2. COST ACCOUNTING CONCEPTS FOR IS ORGANIZATIONS › 2.4 Transaction Accounting › 2.4.2 Implementing Transaction Accounting › 2.4.2.1 Resource Measurement Systems
2.4.2.1 Resource Measurement Systems
Before a price or charge can be established in all business
situations, the cost of manufacturing or production must be
quantified by using resource measurement. For batch, TSO,
IMS, and CICS, the computing system must be able to measure
the computing resources consumed at the "event" level for
the area (for example, batch program, TSO command, CICS
transaction, IMS transaction). Note that IBM's Information
Management System (IMS) and the Customer Inquiry Control
System (CICS) are, from an accounting standpoint, analogous
processes in that they are both message-driven systems.
The following minimum measurement capabilities must be
operational:
o Batch Job Step Costing: Measure the usage of computing
resources, including CPU, I/O, memory, device usage, DASD
consumption, etc.
o TSO Command Costing: Measure the usage of computing
resources, including CPU, I/O, memory, device usage, DASD
consumption, terminal activity, etc.
o IMS/CICS Transaction Costing: Measure the usage of
computing resources, including CPU, I/O, file I/O, memory,
terminal activity, related supervisory functions, etc.

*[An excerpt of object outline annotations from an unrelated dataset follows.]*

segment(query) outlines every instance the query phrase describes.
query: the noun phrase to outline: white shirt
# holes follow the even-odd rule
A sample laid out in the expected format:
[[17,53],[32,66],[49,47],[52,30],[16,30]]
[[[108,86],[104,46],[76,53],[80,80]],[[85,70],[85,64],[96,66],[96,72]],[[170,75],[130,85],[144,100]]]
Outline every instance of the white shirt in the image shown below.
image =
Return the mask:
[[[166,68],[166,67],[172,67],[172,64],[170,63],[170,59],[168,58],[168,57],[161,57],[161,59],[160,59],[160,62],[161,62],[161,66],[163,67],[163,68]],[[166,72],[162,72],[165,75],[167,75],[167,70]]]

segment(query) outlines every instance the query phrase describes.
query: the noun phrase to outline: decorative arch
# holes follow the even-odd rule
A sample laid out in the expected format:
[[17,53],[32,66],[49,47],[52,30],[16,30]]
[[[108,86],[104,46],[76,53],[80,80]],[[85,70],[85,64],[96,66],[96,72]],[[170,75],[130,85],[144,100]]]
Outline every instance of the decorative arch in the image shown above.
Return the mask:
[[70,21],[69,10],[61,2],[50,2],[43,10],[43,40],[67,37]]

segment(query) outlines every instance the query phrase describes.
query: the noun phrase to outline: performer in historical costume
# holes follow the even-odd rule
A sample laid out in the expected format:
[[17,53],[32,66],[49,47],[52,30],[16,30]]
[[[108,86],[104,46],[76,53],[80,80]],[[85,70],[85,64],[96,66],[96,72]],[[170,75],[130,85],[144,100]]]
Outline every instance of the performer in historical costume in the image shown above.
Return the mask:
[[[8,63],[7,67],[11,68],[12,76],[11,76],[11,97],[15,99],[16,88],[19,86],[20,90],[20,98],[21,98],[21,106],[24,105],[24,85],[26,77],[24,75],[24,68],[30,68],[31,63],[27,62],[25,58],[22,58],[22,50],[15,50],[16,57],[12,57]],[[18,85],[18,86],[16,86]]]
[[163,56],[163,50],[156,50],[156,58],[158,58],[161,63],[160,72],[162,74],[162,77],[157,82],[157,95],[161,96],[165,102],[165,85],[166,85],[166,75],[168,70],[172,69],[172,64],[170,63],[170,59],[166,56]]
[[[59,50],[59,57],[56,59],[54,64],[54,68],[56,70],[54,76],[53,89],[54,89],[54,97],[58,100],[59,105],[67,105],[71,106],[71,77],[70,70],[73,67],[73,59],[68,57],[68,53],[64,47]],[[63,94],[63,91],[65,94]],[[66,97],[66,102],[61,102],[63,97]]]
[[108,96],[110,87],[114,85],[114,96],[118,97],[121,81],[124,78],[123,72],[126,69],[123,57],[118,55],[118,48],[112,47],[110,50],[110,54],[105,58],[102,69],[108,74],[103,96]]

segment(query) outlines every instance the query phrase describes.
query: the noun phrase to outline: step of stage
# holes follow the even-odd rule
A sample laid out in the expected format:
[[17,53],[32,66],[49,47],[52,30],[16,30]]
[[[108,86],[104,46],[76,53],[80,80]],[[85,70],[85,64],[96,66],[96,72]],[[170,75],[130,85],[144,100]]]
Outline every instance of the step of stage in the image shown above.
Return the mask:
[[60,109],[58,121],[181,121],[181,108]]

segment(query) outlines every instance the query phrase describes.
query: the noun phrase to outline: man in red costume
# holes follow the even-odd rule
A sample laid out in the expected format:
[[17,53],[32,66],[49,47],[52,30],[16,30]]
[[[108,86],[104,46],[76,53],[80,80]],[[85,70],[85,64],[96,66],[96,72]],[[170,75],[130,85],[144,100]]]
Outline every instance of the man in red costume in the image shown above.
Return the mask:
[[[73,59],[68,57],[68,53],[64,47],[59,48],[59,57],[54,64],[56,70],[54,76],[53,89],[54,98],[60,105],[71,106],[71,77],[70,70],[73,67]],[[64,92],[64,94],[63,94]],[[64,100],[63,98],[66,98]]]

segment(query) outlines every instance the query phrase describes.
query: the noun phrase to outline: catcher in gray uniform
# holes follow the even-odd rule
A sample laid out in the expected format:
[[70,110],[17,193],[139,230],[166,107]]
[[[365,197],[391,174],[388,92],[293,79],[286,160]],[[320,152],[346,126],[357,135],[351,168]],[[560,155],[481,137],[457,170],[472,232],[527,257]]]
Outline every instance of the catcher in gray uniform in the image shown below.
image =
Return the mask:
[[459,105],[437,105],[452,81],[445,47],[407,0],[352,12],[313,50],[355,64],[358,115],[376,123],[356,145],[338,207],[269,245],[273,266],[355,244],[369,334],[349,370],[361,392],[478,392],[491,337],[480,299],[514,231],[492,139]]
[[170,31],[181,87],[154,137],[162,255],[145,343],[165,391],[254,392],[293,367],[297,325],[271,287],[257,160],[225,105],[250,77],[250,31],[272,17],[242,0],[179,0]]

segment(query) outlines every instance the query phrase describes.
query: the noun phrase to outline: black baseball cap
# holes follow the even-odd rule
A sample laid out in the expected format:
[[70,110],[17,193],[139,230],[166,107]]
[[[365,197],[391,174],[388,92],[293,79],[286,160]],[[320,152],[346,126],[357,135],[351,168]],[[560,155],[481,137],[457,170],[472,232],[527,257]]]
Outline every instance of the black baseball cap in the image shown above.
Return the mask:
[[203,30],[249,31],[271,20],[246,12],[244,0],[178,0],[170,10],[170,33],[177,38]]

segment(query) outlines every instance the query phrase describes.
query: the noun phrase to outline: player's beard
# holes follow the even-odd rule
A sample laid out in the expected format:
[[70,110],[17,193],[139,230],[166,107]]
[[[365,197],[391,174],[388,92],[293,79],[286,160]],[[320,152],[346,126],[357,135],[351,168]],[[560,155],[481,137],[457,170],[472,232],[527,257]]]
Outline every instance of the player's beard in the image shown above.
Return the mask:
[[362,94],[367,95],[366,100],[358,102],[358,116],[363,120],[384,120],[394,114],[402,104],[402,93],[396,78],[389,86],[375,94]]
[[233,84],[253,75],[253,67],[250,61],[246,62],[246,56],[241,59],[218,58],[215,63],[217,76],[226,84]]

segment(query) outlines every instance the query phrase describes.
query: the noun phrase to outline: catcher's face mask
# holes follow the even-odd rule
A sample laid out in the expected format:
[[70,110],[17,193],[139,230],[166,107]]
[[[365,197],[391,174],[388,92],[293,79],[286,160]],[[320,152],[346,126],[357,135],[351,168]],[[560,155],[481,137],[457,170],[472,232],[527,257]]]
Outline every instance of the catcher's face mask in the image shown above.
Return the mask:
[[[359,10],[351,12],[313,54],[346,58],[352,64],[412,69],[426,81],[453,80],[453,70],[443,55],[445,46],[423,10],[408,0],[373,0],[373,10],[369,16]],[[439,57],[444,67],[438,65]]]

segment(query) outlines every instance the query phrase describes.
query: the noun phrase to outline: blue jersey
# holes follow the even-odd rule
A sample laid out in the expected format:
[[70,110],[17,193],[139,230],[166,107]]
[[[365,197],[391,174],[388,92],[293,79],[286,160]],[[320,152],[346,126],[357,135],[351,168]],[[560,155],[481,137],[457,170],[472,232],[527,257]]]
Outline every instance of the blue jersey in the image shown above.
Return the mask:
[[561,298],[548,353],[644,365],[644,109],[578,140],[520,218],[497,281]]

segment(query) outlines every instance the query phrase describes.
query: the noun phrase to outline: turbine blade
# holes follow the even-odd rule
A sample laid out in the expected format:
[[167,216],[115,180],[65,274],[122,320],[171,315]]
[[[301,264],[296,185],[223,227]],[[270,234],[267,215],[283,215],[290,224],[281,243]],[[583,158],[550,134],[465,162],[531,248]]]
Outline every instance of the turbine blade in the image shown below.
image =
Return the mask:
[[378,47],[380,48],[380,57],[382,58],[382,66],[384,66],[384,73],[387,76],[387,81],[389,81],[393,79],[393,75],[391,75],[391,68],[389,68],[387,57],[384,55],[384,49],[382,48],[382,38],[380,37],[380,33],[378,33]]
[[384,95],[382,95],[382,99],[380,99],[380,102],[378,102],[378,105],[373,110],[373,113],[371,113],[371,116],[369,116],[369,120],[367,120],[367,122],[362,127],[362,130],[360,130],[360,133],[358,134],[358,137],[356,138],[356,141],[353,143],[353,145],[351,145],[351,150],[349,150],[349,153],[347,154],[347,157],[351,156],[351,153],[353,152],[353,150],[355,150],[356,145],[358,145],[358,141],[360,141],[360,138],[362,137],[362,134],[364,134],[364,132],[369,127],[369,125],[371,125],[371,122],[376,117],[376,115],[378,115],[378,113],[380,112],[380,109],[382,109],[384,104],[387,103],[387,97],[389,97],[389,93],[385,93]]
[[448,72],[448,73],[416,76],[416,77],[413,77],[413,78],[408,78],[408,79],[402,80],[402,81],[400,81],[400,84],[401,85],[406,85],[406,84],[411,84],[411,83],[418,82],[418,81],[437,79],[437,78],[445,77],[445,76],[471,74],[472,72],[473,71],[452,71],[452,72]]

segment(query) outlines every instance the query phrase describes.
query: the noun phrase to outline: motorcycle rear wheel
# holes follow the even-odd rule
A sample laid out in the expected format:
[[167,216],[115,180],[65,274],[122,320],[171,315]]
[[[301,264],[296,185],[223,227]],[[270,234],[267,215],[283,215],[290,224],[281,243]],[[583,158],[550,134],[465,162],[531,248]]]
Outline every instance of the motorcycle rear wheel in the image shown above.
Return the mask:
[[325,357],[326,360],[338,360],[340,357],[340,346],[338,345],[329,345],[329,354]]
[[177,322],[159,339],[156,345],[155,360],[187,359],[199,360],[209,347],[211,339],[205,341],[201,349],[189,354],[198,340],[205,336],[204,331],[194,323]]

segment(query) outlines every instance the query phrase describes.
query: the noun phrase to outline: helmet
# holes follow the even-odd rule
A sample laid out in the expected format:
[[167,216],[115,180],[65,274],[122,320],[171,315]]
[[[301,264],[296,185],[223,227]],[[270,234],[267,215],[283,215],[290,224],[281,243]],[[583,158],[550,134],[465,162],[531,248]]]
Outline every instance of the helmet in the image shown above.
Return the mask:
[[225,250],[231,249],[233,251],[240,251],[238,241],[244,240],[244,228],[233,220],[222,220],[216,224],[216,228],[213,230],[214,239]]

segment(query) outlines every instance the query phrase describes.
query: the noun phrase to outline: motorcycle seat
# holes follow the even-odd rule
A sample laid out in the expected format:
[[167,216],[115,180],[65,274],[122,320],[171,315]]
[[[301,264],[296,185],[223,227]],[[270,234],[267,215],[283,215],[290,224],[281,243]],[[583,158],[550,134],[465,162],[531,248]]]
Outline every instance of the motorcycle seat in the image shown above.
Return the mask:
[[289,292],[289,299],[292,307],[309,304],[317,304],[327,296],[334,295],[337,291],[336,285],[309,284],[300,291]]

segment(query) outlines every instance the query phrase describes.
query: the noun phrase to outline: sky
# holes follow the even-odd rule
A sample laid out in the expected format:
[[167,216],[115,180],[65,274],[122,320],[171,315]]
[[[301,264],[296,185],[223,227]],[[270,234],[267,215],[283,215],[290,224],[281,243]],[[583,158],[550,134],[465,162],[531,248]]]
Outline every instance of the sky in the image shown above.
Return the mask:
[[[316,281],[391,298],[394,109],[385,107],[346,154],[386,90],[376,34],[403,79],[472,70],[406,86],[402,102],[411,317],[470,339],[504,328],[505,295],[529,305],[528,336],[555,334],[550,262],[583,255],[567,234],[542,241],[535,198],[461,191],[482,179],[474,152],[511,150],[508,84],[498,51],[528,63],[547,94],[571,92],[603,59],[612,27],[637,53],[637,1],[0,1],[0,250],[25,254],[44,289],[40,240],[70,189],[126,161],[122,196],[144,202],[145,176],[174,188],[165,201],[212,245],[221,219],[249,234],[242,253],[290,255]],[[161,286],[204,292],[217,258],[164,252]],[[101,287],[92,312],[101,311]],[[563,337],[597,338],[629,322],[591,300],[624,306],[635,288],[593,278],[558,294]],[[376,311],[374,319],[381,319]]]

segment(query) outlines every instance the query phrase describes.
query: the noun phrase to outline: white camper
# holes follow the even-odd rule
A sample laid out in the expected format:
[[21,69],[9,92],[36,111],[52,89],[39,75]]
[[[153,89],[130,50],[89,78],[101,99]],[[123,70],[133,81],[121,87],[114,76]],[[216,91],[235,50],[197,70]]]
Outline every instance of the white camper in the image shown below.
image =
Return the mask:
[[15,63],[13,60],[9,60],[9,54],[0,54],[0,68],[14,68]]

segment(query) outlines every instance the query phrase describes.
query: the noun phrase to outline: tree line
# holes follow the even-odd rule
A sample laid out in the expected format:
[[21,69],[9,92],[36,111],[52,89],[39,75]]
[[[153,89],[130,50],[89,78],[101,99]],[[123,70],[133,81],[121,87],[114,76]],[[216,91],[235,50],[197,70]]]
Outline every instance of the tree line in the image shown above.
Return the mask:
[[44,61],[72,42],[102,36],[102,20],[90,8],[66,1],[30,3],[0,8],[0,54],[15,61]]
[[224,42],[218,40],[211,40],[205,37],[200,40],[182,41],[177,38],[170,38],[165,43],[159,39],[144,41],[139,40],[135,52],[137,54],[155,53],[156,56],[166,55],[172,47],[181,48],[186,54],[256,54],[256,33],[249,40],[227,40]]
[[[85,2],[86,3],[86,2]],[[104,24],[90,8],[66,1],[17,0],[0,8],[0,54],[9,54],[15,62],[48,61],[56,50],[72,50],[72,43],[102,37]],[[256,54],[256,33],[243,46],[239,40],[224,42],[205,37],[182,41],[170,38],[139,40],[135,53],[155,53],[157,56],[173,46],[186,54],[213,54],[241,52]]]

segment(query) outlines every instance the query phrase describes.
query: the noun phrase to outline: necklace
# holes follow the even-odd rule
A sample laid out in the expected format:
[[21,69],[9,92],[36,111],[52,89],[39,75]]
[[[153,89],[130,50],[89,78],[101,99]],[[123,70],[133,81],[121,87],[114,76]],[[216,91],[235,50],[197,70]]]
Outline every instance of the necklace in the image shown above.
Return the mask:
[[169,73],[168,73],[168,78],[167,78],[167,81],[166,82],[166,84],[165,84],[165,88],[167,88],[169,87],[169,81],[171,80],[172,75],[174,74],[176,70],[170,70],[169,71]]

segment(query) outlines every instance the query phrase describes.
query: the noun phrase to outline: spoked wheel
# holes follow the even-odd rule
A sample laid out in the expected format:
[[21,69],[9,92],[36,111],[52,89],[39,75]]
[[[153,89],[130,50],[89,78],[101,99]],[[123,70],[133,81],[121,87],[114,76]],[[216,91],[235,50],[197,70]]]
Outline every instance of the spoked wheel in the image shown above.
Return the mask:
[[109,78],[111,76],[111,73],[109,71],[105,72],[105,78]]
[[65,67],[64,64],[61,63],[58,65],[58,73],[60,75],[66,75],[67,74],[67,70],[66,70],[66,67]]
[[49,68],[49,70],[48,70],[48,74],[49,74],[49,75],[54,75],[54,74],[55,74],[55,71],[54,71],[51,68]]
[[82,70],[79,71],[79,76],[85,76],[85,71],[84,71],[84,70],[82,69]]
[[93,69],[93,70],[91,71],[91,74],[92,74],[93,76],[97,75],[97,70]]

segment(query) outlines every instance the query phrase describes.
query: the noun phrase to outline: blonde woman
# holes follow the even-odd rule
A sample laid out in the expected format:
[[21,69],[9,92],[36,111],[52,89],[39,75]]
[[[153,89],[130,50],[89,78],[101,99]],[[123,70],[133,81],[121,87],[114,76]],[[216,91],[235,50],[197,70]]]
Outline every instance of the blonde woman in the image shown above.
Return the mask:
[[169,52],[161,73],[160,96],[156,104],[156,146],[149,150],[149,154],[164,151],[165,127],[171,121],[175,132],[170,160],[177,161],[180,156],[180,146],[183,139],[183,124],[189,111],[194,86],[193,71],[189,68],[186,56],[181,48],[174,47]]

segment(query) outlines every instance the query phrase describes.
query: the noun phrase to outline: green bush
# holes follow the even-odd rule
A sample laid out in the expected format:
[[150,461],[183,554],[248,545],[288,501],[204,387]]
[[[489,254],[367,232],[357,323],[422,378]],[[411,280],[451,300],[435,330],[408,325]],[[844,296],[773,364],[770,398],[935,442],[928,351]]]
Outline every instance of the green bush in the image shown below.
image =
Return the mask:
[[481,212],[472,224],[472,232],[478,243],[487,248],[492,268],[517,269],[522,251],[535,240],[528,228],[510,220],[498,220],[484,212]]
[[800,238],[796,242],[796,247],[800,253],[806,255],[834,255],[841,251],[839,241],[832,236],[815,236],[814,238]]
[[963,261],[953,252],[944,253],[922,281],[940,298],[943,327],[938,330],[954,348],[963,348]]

The resource measurement systems should provide the
capability to:
o Count the executions of an event, such as the number of
times that each specified TSO command is invoked.
o Measure in detail the resources consumed for each execution
of an event, such as the CPU time, terminal I/Os, and
amount of virtual storage used for the total number of
invocations of the specified TSO command.
It may be prohibitive to always collect detail measures at
the event level. The requirement for detail measurement does
exist, however, and should be activated for a long enough
measurement period to ascertain the resource usage of a given
set of programs, commands, or transactions.